Growing up, conversations about sexuality were short and mostly forbidden. At a young age I suffered from chronic depression and constant dissociation, without understanding of what was happening I carried it through the years that followed. Catholicism, symbols, sin and sexual repression were my daily bread during my childhood. Exploration and self-knowledge was conditioned by a god, whom I still fear as an adult. My photographs explore my self-conscious past and my evolution to a sexuality of my own.


The holy hour is defined as the sacred space and time where someone can find their own sanctuary. A sanctuary is considered a space to venerate a sacred image, a deity. This is how I decided to formulate my first photographic project which I titled “sanctuary” (2020 – 2022). In the midst of a pandemic, going through my psychiatric process, a self-exploration and finally the breakdown of a relationship, I decided to create images that did not developed from pain, rather from light. "You are an artist with and without your pain." I made this concrete through the creation of universes full of bodies, characters from my childhood; clowns and vampires, sex and fluids.

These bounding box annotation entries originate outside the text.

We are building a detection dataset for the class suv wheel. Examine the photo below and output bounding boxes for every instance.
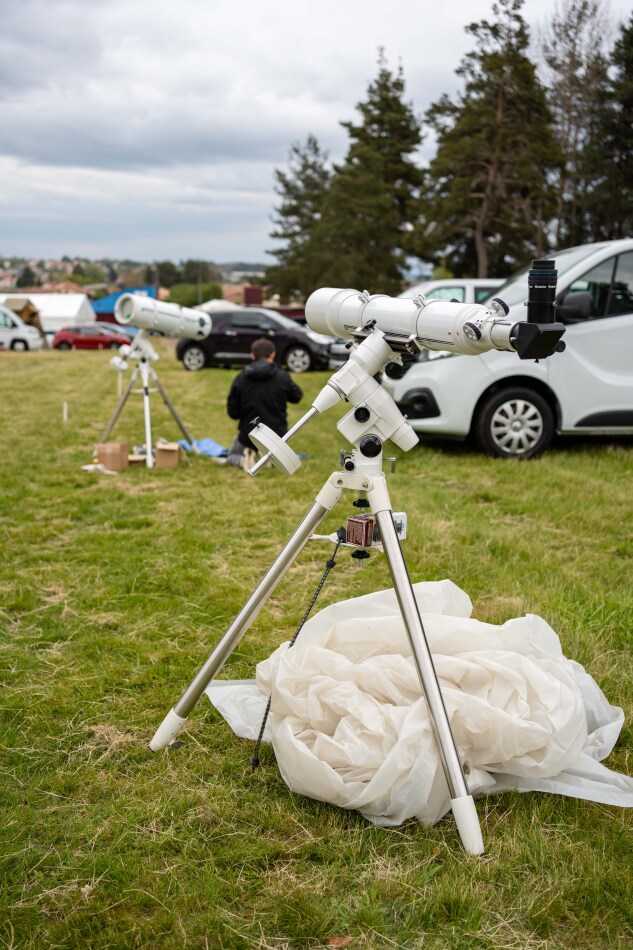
[473,388,554,459]
[284,346,312,373]
[182,343,207,373]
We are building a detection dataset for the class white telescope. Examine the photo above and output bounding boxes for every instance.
[305,287,565,359]
[114,294,212,340]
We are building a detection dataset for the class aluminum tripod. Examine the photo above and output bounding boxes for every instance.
[150,440,484,854]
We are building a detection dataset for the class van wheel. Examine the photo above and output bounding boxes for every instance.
[473,388,554,459]
[284,346,312,373]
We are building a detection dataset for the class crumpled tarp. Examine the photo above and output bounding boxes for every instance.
[207,581,633,825]
[178,438,229,458]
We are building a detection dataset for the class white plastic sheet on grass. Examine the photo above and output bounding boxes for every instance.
[207,581,633,825]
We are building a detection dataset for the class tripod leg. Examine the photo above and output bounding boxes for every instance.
[149,484,342,752]
[99,366,138,443]
[152,370,195,452]
[368,510,484,854]
[139,357,154,468]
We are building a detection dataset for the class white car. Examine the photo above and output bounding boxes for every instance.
[0,304,42,350]
[328,277,505,369]
[398,277,505,303]
[384,239,633,458]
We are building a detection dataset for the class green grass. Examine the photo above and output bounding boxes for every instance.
[0,344,633,950]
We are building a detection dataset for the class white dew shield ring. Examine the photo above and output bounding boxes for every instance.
[248,422,301,475]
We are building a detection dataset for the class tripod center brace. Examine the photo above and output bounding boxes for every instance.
[150,328,484,855]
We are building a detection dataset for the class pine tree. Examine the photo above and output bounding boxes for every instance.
[304,51,422,293]
[416,0,561,277]
[266,135,330,300]
[539,0,610,247]
[584,15,633,241]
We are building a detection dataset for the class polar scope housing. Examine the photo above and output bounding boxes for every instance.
[114,294,212,340]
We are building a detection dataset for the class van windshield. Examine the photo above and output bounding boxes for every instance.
[478,244,603,307]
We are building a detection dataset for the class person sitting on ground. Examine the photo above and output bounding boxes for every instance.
[226,337,303,470]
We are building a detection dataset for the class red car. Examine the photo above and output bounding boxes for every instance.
[53,323,130,350]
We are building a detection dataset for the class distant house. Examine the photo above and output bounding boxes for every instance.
[0,290,97,334]
[92,284,156,323]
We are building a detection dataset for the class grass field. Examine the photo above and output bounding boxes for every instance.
[0,344,633,950]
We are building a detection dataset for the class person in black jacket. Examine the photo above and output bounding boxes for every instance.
[226,338,303,469]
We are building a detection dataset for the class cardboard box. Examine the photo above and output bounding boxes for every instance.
[155,442,180,468]
[96,442,129,472]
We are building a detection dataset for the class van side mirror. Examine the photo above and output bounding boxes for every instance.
[556,290,591,323]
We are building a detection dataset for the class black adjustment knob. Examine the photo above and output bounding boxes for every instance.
[358,435,382,459]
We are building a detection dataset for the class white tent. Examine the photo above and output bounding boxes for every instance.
[0,291,97,334]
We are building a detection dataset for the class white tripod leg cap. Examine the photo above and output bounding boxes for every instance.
[149,709,187,752]
[451,795,484,854]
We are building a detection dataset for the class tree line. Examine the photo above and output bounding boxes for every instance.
[266,0,633,299]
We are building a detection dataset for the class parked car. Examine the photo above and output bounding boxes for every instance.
[176,307,332,373]
[384,239,633,458]
[53,323,130,350]
[398,277,505,303]
[0,304,42,350]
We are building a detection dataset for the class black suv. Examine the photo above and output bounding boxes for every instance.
[176,307,332,373]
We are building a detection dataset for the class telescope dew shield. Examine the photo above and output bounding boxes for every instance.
[114,294,212,340]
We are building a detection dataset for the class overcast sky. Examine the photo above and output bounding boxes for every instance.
[0,0,633,262]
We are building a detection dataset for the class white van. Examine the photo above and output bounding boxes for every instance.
[384,239,633,458]
[0,304,42,350]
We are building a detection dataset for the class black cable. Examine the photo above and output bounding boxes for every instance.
[251,528,346,772]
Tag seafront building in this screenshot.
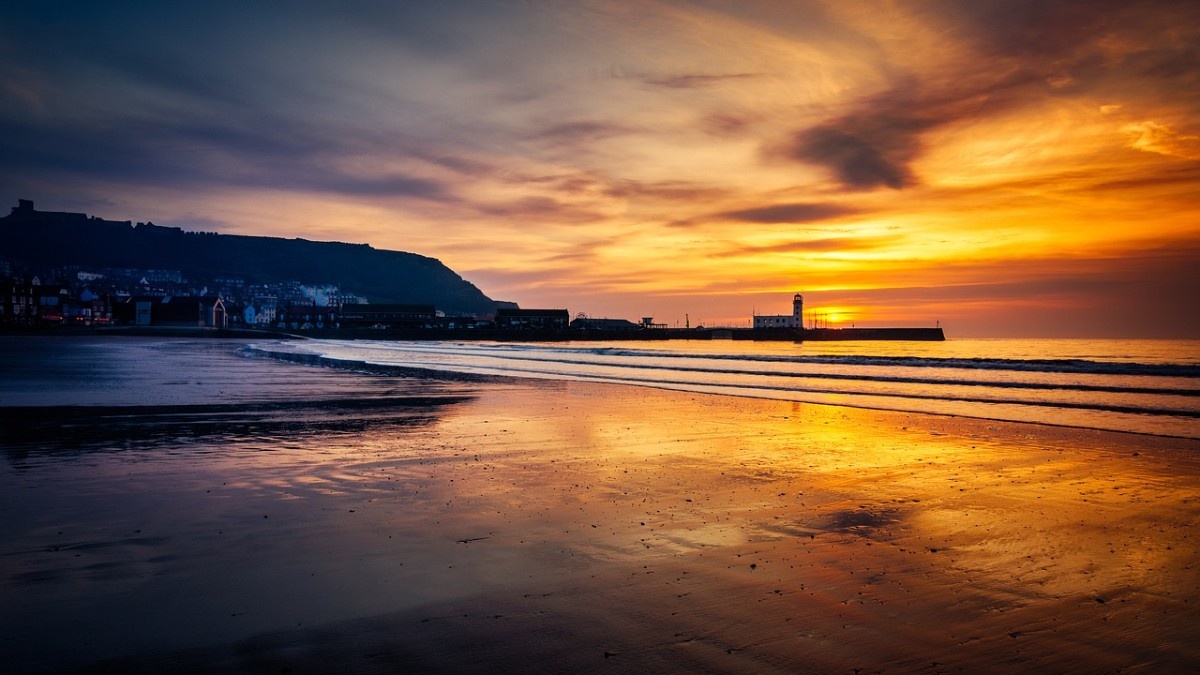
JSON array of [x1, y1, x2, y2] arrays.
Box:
[[754, 293, 804, 328]]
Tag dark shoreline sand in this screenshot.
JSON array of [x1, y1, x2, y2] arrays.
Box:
[[0, 338, 1200, 673]]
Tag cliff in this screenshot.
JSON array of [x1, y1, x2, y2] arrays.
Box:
[[0, 199, 496, 313]]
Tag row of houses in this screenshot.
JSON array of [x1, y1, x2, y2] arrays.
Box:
[[0, 277, 580, 330]]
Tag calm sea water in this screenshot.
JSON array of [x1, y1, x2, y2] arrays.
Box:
[[253, 339, 1200, 438]]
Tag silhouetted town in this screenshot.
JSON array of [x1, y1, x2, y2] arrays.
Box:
[[0, 199, 944, 340]]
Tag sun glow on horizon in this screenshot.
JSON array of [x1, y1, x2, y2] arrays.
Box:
[[0, 0, 1200, 336]]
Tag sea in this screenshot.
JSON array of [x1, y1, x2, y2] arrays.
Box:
[[247, 339, 1200, 438]]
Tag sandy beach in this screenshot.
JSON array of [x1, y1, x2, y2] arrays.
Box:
[[0, 338, 1200, 673]]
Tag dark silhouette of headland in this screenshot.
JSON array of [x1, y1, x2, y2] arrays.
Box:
[[0, 199, 944, 341]]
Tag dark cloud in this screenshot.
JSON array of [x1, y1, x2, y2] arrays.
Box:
[[770, 0, 1200, 190], [718, 203, 858, 223], [710, 237, 900, 258], [792, 125, 917, 190], [535, 120, 632, 143], [642, 73, 758, 89]]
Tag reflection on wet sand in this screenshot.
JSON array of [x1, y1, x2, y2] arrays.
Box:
[[0, 345, 1200, 673]]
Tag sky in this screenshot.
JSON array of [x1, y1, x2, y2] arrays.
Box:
[[0, 0, 1200, 338]]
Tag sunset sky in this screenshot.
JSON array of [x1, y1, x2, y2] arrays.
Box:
[[0, 0, 1200, 338]]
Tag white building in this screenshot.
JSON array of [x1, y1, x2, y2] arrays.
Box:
[[754, 293, 804, 328]]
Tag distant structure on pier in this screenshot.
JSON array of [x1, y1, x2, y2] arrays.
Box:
[[754, 293, 804, 328]]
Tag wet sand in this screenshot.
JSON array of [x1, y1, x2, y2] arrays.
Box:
[[0, 338, 1200, 673]]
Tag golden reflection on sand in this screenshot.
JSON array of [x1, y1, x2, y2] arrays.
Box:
[[400, 384, 1200, 671]]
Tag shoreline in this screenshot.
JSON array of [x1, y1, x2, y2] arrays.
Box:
[[0, 344, 1200, 673]]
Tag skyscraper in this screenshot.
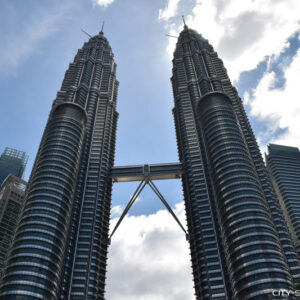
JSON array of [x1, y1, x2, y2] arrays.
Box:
[[0, 174, 27, 278], [0, 147, 28, 185], [0, 31, 118, 300], [171, 26, 300, 300], [266, 144, 300, 257]]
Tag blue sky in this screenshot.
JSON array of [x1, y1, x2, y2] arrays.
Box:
[[0, 0, 300, 300]]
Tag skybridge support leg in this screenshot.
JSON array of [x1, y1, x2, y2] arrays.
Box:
[[108, 178, 190, 245], [148, 179, 190, 241], [108, 180, 147, 245]]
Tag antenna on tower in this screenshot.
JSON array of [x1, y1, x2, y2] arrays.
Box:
[[100, 21, 105, 34], [165, 34, 178, 39], [182, 15, 187, 29], [81, 29, 92, 37]]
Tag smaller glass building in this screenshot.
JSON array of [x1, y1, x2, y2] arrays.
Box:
[[0, 147, 28, 185], [266, 144, 300, 256]]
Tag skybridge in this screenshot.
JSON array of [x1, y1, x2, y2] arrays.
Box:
[[108, 163, 189, 243]]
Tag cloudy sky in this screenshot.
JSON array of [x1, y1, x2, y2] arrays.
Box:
[[0, 0, 300, 300]]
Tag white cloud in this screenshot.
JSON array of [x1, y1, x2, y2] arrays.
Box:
[[158, 0, 180, 21], [163, 0, 300, 80], [93, 0, 114, 7], [0, 1, 74, 74], [110, 205, 124, 218], [106, 203, 194, 300], [248, 50, 300, 150]]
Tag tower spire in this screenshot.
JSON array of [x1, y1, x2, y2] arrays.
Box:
[[182, 15, 188, 29], [100, 21, 105, 34]]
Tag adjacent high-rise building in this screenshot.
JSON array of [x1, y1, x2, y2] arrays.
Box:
[[0, 147, 28, 185], [0, 31, 118, 300], [266, 144, 300, 256], [171, 26, 300, 300], [0, 174, 27, 278]]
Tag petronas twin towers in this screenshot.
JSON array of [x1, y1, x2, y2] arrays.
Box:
[[0, 26, 300, 300]]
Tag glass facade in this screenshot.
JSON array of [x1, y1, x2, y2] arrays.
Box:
[[0, 147, 28, 185], [0, 174, 27, 278], [266, 144, 300, 257], [0, 32, 118, 300], [171, 26, 300, 300]]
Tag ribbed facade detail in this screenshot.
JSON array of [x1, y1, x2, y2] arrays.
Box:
[[266, 144, 300, 257], [171, 27, 300, 300], [0, 32, 118, 300]]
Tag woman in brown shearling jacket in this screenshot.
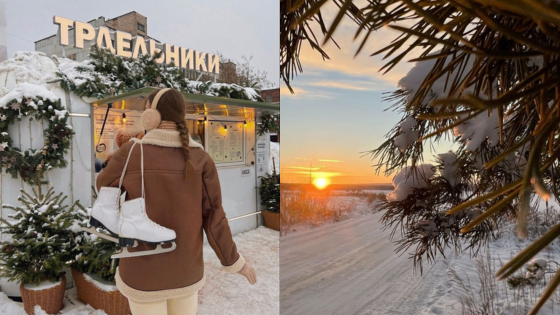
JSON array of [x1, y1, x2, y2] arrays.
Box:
[[96, 89, 256, 315]]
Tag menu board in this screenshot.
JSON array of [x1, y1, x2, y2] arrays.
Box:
[[207, 121, 245, 163]]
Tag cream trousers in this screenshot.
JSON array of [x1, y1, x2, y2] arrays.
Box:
[[128, 291, 198, 315]]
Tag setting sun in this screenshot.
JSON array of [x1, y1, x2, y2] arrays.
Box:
[[313, 178, 329, 189]]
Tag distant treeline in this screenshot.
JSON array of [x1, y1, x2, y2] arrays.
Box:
[[280, 183, 393, 190]]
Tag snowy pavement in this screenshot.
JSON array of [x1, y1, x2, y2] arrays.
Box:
[[0, 227, 280, 315], [280, 210, 445, 315], [280, 197, 560, 315]]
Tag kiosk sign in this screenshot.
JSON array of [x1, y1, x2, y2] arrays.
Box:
[[53, 16, 220, 74]]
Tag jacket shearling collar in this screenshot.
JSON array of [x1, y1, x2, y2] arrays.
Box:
[[130, 129, 204, 149]]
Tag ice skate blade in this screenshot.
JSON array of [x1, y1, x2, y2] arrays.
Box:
[[89, 217, 119, 237], [111, 242, 177, 259], [81, 226, 119, 243]]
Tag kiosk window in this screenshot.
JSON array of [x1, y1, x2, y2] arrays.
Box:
[[207, 121, 245, 163]]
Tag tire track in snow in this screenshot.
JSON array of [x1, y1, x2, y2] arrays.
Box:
[[280, 214, 445, 315]]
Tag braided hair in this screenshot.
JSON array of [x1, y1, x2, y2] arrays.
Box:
[[148, 89, 194, 178]]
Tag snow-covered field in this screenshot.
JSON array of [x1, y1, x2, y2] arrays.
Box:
[[0, 227, 280, 315], [280, 196, 560, 315]]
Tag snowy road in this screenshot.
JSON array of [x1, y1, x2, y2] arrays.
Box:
[[280, 214, 449, 315]]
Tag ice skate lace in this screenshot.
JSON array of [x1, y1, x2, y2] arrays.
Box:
[[142, 209, 167, 231]]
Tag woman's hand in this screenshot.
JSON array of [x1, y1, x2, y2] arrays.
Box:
[[239, 263, 257, 284]]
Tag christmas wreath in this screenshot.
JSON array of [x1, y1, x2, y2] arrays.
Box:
[[0, 96, 74, 184]]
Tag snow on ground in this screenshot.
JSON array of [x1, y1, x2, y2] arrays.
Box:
[[0, 227, 280, 315], [280, 195, 560, 315]]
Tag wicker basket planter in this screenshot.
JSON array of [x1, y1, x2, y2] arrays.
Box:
[[262, 210, 280, 231], [19, 275, 66, 315], [72, 268, 132, 315]]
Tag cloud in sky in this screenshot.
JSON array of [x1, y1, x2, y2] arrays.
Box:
[[309, 81, 373, 91]]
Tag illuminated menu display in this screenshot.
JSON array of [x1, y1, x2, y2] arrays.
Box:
[[208, 121, 245, 163]]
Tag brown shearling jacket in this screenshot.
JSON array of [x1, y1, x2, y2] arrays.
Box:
[[96, 129, 245, 302]]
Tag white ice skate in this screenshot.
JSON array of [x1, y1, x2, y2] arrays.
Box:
[[82, 187, 126, 243], [111, 142, 177, 258], [111, 198, 177, 258]]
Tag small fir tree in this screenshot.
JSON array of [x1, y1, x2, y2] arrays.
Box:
[[259, 158, 280, 212], [70, 187, 119, 283], [0, 188, 84, 284]]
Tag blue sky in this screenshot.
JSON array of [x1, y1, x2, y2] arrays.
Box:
[[281, 6, 448, 184], [0, 0, 280, 86]]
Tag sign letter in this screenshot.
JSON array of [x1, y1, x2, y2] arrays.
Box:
[[208, 54, 220, 74], [194, 51, 208, 72], [116, 31, 132, 58], [53, 15, 74, 46], [95, 26, 115, 54], [181, 47, 194, 70], [74, 21, 95, 48], [163, 44, 181, 67], [132, 36, 148, 59]]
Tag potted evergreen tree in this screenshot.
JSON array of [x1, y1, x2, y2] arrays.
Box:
[[259, 158, 280, 231], [71, 232, 131, 315], [70, 187, 131, 315], [0, 188, 81, 315]]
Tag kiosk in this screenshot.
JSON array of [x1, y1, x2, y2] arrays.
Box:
[[0, 52, 280, 296]]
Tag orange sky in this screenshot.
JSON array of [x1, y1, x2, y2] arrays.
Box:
[[281, 6, 418, 188]]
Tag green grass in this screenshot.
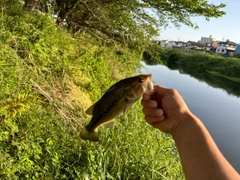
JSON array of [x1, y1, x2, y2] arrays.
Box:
[[0, 8, 184, 180]]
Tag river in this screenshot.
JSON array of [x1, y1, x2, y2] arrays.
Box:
[[141, 62, 240, 173]]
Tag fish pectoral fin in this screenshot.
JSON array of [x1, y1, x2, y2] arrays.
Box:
[[103, 119, 115, 128], [86, 103, 96, 115]]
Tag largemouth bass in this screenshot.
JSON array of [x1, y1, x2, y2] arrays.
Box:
[[80, 74, 153, 142]]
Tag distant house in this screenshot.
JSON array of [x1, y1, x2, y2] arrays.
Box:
[[199, 35, 216, 44], [160, 40, 168, 47], [165, 41, 175, 48], [151, 39, 160, 45], [174, 41, 187, 48], [216, 40, 237, 56], [160, 40, 175, 48], [186, 41, 203, 49], [234, 44, 240, 54], [203, 42, 217, 52]]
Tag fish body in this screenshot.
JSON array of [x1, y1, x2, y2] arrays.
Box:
[[80, 74, 153, 142]]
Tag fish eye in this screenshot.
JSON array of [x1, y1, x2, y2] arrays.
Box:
[[138, 78, 143, 83]]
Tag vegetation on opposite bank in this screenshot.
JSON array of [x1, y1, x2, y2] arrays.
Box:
[[0, 10, 183, 180]]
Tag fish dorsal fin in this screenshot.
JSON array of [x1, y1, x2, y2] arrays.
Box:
[[86, 103, 96, 115], [103, 119, 114, 128]]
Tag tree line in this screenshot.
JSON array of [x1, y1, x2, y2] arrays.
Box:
[[0, 0, 226, 45]]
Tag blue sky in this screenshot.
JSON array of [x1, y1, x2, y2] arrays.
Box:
[[160, 0, 240, 43]]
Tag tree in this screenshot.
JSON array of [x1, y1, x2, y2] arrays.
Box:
[[21, 0, 226, 46]]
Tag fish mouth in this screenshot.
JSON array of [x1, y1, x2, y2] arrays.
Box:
[[143, 80, 154, 94]]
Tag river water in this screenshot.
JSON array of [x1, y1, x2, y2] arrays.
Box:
[[141, 62, 240, 173]]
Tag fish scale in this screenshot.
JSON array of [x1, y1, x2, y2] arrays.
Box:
[[80, 74, 153, 141]]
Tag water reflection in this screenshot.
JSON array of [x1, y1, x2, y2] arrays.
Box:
[[142, 62, 240, 173], [144, 58, 240, 97]]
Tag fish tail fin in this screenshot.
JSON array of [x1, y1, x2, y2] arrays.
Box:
[[80, 127, 98, 142]]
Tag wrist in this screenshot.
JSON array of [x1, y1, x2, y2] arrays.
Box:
[[171, 111, 202, 141]]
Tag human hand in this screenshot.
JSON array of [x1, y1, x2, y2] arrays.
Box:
[[141, 86, 191, 134]]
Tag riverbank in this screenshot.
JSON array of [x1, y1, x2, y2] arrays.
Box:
[[0, 14, 183, 179]]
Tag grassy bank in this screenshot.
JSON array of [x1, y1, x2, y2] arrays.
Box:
[[0, 12, 183, 180]]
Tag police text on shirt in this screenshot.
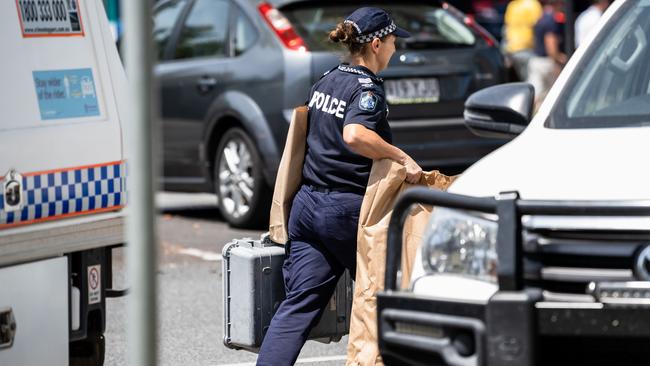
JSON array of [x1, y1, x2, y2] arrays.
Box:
[[309, 91, 347, 118]]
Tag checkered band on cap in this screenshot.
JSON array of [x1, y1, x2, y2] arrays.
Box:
[[355, 22, 397, 43]]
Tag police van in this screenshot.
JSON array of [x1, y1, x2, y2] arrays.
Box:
[[0, 0, 126, 365], [378, 0, 650, 365]]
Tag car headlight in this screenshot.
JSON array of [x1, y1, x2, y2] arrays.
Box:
[[422, 208, 497, 283]]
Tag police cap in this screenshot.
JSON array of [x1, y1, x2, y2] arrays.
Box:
[[344, 7, 411, 43]]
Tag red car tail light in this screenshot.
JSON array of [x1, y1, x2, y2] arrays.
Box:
[[257, 2, 307, 51]]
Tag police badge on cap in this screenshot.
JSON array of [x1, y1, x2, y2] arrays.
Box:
[[344, 7, 411, 43]]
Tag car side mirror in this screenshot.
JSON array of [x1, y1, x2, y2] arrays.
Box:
[[464, 83, 535, 138]]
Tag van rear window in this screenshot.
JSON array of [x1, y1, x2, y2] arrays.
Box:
[[547, 0, 650, 128]]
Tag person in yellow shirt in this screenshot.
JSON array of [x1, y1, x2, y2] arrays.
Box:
[[503, 0, 542, 80]]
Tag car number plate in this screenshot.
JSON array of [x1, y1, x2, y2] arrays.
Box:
[[384, 78, 440, 105]]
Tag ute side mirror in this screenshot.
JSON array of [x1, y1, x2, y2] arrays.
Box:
[[464, 83, 535, 138]]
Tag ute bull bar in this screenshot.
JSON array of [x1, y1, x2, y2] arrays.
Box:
[[377, 187, 650, 366]]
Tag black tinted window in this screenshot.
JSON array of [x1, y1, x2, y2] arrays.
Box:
[[547, 0, 650, 128], [174, 0, 228, 59], [153, 0, 187, 58], [234, 11, 257, 56], [282, 3, 476, 51]]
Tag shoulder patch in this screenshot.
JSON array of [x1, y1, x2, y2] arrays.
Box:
[[359, 91, 377, 112]]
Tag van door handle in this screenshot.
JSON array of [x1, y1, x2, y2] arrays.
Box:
[[0, 308, 16, 351], [196, 76, 217, 94]]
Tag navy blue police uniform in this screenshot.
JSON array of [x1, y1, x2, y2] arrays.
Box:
[[257, 8, 408, 366]]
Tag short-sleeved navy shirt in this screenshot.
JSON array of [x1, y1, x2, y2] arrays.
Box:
[[533, 12, 564, 57], [303, 64, 392, 193]]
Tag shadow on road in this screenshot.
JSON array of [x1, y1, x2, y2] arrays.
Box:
[[159, 207, 225, 222]]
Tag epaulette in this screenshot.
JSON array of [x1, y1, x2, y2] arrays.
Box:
[[320, 66, 338, 79]]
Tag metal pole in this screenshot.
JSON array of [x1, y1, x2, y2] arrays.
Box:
[[120, 0, 158, 366], [564, 0, 576, 58]]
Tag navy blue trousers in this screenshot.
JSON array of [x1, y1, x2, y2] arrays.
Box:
[[257, 186, 363, 366]]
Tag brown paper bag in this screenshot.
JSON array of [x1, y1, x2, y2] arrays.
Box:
[[269, 106, 309, 244], [347, 159, 456, 366]]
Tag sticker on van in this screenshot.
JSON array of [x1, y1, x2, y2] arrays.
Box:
[[32, 69, 99, 120], [16, 0, 84, 37]]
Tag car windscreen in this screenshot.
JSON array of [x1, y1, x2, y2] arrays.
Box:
[[546, 0, 650, 128], [282, 2, 476, 51]]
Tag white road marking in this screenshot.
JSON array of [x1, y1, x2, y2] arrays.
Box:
[[178, 248, 223, 262], [215, 356, 348, 366]]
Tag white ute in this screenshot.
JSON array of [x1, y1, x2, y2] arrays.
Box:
[[0, 0, 126, 365], [378, 0, 650, 365]]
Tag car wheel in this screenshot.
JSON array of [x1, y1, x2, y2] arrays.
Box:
[[214, 127, 271, 228]]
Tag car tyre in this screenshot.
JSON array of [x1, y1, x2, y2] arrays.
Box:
[[214, 127, 271, 228]]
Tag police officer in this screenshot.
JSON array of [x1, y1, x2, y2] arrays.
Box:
[[257, 7, 422, 366]]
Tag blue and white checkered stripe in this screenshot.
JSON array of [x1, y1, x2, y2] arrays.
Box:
[[0, 162, 126, 228], [355, 22, 397, 43]]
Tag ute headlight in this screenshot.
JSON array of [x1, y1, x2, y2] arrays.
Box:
[[422, 208, 497, 283]]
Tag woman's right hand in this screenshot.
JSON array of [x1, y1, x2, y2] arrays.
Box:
[[403, 155, 422, 184]]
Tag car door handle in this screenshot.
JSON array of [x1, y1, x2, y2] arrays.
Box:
[[196, 76, 217, 94]]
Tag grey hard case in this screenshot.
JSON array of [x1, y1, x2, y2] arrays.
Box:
[[222, 237, 353, 352]]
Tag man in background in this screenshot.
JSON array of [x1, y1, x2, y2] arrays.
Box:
[[528, 0, 567, 107], [575, 0, 611, 48], [504, 0, 542, 80]]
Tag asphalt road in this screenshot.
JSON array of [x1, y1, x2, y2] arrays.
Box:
[[105, 193, 347, 366]]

By portraying other men naked in the face of the vulnerability of a picture, I show them their natural beauty and my vision of who they are to me, thus achieving a relationship of trust. A look at fragile and beautiful images. I focus on rebellion, the happiness the quietud of the world brought me, and a sexuality that was detonated in my body.


The mixture of my own pain, intrigue, pleasure and beauty in these photographs are the compilation of my own venerations to a god that I manage to find in myself and in others, a cult of my own. This project is intended to be compiled into a book, a bible, where the messages and stories behind each photograph can be honored and appreciated. To form a progress of my evolution towards the creation of my own identity. To narrate small stories that guide the viewer to their own.